Slipping through my fingers
The other day I dropped off Elsa, my almost six year old daughter, at school. It was her last day before holiday, and as I said good bye she walked off by herself without asking me to stay as she usually would. I watched her from afar. Her tiny body, her big backpack, her gaze seeking for her friends. I slowly walked back to my bike with my heart so tender. Once I was back on the rode, a few tears came down my cheeks and I started to sing ABBA’s ‘Slipping through my fingers’ - a song which is about that moment when you, as a parent, suddenly realise your baby is growing up.
I don’t want to reverse time. But to say I’m not feeling all the feels in regards to our kids getting older would also be a lie. Since becoming a parent I do have a different relationship to life - it’s so clear how nothing lasts forever - and I really do my best to be in, and embrace, each and every moment.

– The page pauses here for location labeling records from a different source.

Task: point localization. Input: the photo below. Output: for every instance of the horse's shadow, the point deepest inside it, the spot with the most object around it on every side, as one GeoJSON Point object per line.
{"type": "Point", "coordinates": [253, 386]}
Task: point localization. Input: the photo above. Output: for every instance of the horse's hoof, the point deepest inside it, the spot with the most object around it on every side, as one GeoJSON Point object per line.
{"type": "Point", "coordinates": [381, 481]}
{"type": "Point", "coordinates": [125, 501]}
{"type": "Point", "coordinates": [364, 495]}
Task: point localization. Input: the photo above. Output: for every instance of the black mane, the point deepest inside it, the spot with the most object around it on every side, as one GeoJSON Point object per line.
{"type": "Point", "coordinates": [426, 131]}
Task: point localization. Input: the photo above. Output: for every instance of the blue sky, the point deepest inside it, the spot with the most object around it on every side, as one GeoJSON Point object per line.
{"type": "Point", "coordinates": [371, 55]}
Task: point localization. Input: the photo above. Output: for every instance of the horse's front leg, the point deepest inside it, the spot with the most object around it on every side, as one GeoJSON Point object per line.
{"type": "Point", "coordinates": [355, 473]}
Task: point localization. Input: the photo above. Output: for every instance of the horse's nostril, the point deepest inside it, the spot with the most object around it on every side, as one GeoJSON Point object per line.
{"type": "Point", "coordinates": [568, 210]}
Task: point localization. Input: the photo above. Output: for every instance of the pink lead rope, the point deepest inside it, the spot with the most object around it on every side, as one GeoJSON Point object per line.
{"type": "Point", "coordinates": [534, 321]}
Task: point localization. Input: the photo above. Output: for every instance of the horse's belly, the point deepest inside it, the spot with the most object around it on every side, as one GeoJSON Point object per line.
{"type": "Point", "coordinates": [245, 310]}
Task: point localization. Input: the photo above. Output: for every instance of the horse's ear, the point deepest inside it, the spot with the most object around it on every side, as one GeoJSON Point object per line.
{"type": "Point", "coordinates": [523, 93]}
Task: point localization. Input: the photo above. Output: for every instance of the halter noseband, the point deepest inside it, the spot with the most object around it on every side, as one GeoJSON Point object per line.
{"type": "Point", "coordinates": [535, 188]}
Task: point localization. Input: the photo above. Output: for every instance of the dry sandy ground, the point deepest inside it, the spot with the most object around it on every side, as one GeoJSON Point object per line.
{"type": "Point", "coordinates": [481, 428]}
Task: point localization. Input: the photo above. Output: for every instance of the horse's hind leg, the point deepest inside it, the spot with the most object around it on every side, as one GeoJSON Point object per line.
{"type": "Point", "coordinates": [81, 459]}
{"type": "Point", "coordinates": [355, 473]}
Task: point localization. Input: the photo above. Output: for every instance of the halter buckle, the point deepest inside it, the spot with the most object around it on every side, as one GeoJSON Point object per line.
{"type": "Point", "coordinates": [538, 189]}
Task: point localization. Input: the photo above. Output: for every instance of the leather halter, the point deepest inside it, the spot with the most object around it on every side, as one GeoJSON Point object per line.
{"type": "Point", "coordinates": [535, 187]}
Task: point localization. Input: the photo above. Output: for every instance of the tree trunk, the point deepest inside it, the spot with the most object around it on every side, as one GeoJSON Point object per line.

And yet, moments like this catch me off guard. They arrive quietly, in the most ordinary of mornings, and suddenly everything feels a little bigger, a little more fragile. It’s not about holding on or wishing things were different, but about letting it all move through me—the pride, the nostalgia, the ache, the love. Maybe this is what it means to witness a life unfolding right in front of you. To stand close enough to feel it, yet gently learn to let go, one small step at a time.